A lot of people do seasonal clean outs, I don’t see much point to this as warm weather can last from spring through summer to autumn, at least a good six months. Tops or dresses you wear in warmer months you can also wear in cooler months with a plain top layered underneath and a jacket over. Make your clothes work for you as long as possible through as many months as possible, whereas winter woollies will only be worn for four or five months if that.
I don’t believe in throwing out clothes simply because they’re from ‘past’ seasons, or ‘old’ trends. I don’t partake in most trends anyway as many of them I’ve already been there and done that in my teens and twenties, or they just don’t suit me and my body shape any more.

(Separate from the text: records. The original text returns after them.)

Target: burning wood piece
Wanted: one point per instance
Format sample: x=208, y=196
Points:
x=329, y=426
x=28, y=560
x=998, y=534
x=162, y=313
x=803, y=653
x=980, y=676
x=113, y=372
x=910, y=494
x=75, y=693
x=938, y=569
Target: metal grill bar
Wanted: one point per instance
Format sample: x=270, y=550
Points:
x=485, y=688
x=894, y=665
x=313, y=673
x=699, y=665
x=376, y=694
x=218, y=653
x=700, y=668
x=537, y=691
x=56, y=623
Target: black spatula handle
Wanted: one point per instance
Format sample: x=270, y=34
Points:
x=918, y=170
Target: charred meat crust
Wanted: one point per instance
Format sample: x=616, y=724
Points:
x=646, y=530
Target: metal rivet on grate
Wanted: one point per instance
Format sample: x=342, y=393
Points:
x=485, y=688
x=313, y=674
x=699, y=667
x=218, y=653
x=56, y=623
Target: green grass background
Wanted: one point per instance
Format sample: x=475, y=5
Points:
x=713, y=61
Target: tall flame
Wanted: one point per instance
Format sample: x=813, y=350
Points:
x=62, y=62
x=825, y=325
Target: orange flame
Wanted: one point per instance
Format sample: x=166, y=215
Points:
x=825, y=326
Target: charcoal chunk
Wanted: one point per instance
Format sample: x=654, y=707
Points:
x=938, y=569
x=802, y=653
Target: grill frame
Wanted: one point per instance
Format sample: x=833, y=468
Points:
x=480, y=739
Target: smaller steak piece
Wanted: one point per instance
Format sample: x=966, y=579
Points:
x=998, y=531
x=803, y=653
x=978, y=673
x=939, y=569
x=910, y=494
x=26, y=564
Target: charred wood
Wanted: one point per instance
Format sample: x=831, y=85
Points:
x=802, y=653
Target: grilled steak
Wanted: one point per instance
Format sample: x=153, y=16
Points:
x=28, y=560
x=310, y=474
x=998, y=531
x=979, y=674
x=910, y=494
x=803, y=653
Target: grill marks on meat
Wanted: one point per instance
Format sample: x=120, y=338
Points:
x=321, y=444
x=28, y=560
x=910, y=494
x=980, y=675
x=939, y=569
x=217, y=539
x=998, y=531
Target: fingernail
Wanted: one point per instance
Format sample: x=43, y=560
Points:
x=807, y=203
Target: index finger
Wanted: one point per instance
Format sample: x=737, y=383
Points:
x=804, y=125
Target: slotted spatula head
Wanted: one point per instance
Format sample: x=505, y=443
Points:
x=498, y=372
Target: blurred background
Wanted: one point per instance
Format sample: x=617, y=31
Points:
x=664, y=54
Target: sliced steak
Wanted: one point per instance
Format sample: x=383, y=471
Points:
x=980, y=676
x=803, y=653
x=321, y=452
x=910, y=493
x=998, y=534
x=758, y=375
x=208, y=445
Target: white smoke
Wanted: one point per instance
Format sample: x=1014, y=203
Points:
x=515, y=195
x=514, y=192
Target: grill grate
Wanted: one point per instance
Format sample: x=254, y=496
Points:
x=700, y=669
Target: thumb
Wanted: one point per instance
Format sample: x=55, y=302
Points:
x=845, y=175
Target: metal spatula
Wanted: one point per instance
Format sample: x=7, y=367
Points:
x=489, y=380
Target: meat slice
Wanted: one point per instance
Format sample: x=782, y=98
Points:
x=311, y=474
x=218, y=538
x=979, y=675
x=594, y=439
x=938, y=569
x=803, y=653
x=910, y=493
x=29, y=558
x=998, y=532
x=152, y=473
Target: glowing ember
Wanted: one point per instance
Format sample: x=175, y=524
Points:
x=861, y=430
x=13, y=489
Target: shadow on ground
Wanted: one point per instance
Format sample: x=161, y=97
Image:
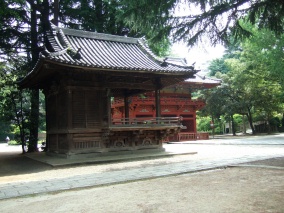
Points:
x=16, y=163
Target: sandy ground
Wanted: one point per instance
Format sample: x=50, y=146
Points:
x=257, y=188
x=237, y=189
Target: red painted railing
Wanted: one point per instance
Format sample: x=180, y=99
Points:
x=188, y=136
x=149, y=121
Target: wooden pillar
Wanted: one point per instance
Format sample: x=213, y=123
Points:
x=70, y=118
x=108, y=96
x=157, y=97
x=126, y=107
x=158, y=103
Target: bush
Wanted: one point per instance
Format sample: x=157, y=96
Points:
x=13, y=142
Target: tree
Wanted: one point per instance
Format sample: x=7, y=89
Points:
x=102, y=16
x=23, y=29
x=14, y=103
x=213, y=19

I also have handwritten lists of my clothes in every colour that I buy, and add the price and place from where I got it. It helps me keep an eye on things quickly instead of constantly looking through the closet and drawers to see if I still have something. I can also add it all up to see how many pieces I have and how much it has cost. This is one way you can keep track of your wardrobe and what you’re spending and can use a computer program like Excel if you don’t want to hand write it all out.
If you love, and I mean LOVE everything you buy then you shouldn’t need much of a clean out as you wouldn’t have anything that’s rubbish in your closet. But if you have clothes for different parts of your life, casual, housework, gardening etc, then you will need areas in your wardrobe or cupboard for those.

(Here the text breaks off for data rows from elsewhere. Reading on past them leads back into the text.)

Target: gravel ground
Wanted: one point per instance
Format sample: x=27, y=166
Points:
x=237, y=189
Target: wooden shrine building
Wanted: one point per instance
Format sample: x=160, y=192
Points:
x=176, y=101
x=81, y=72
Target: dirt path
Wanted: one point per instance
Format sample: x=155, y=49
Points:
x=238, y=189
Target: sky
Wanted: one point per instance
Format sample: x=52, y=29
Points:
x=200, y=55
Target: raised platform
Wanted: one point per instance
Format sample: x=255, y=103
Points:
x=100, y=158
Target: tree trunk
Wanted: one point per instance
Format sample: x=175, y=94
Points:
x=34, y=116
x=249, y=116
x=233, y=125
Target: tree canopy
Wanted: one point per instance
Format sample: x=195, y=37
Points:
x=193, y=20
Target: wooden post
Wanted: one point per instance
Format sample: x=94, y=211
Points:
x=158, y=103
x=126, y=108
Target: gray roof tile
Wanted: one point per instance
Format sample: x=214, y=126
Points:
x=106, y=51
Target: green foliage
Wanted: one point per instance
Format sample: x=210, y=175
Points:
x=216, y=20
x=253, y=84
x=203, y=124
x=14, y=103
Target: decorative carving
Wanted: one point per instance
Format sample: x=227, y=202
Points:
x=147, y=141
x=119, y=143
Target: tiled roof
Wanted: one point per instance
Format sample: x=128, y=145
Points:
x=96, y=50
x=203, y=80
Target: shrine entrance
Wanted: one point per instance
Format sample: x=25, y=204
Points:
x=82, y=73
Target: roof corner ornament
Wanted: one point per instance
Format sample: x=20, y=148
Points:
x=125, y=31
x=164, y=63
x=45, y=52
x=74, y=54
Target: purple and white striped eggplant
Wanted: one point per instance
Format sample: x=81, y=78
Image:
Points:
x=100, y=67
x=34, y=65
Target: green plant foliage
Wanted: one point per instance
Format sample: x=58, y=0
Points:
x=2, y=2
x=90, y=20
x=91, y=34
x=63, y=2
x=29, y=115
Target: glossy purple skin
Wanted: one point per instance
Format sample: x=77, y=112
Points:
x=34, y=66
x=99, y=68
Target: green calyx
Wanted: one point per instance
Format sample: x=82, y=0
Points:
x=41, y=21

Over the next two weeks I’ll not only give you some great information about colour combining, clothing personalities and preparation ideas, but a step by step method I use for my wardrobe audits.

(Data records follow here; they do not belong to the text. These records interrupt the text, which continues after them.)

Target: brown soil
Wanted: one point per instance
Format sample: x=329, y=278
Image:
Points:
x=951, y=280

So, be prepared to really ask the hard questions, take a good look at your body, and whether your clothes are appropriate for you and your current lifestyle. Sit down and write it all out. Make notes of what you do in your everyday life and what it requires, and then see if what you have helps or hinders that life. If it hinders, ditch it in the bin. It may sound harsh, but why clog up your wardrobe and your life with stuff that doesn’t suit, fit, or go with what you do now?
A lot of de-cluttering experts say that an uncluttered home equals an uncluttered life and mind. It’s true. It feels so good to let go of crap you don’t want or need any more, regardless of what it is. And you could take that advice and use it in the whole house for different room or areas.